MakeMyTrip Travels Forward in Time Using the Power of Open Source
Gurugram based MakeMyTrip presently dominates the travel market with a whopping 47 per cent share. It has emerged as not just a regular consumer of open source technologies but has also, of late, transformed into a contributor.
MakeMyTrip has deployed a large number of open source innovations. Starting from Apache Hadoop, Storm and Spark to advanced solutions such as Jenkins, OpenTSDB, Grafana and the ELK (Elasticsearch, Logstash and Kibana) stack, the company uses many community-based deployments.
CTO Sanjay Mohan believes that there is a growing need to focus more on open source because a vast part of the Web is now being open sourced. “Open source solutions have been tried and tested for scale and security by the top-notch companies globally and proven to work well without any vendor lock-in period,” he says.
DataShark project for the community
While adopting open source to scale existing offerings and solve emerging problems has been quite common for MakeMyTrip, Mohan and his team sketched out a plan last October to contribute back to the community too with their own solution. So they designed dataShark as an advanced framework for security and network event analytics. “We felt that the security and open source community would greatly benefit from this framework and hence released it as an open source project,” says Vikram Mehta, senior manager of information security, MakeMyTrip.
The dataShark framework is targeted at security researchers, Big Data analysts and operations teams looking to ingest data from sources such as the file system, Syslog and Kafka in a secure and easy way. Also, the framework provides experts with the ability to write custom map and machine language algorithms that can operate on ingested data.
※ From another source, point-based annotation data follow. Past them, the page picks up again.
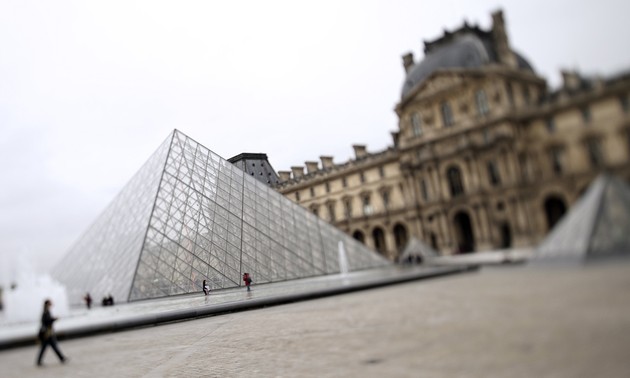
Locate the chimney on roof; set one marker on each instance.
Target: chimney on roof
(311, 166)
(501, 41)
(326, 162)
(570, 80)
(298, 171)
(284, 175)
(408, 61)
(359, 151)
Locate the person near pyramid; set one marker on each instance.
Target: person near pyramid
(47, 335)
(248, 280)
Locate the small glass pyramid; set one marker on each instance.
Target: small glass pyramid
(189, 215)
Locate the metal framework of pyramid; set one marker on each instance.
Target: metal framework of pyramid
(597, 225)
(189, 215)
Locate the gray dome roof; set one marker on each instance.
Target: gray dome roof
(464, 51)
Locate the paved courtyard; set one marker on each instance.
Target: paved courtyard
(498, 322)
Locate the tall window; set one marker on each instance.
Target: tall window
(526, 95)
(367, 206)
(625, 103)
(510, 92)
(454, 177)
(416, 124)
(595, 152)
(447, 114)
(385, 195)
(493, 173)
(482, 102)
(331, 211)
(556, 160)
(586, 114)
(424, 190)
(550, 123)
(347, 206)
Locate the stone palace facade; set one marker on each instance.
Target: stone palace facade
(485, 156)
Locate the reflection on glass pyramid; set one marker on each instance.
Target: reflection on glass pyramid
(189, 215)
(596, 226)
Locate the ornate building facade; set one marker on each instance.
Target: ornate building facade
(485, 156)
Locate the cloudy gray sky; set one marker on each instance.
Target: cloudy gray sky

Built on Apache Spark, dataShark uses the Python language to write custom use cases and power the framework model. It comes with two operation modes, namely, standalone executable and production. The standalone executable mode of the framework provides a one-shot analysis of static data, whereas the production mode provides a full-fledged production deployment with components such as event acquisition, event queuing, the core data engine and persistence layer that can all ingest data from the file system or HDFS.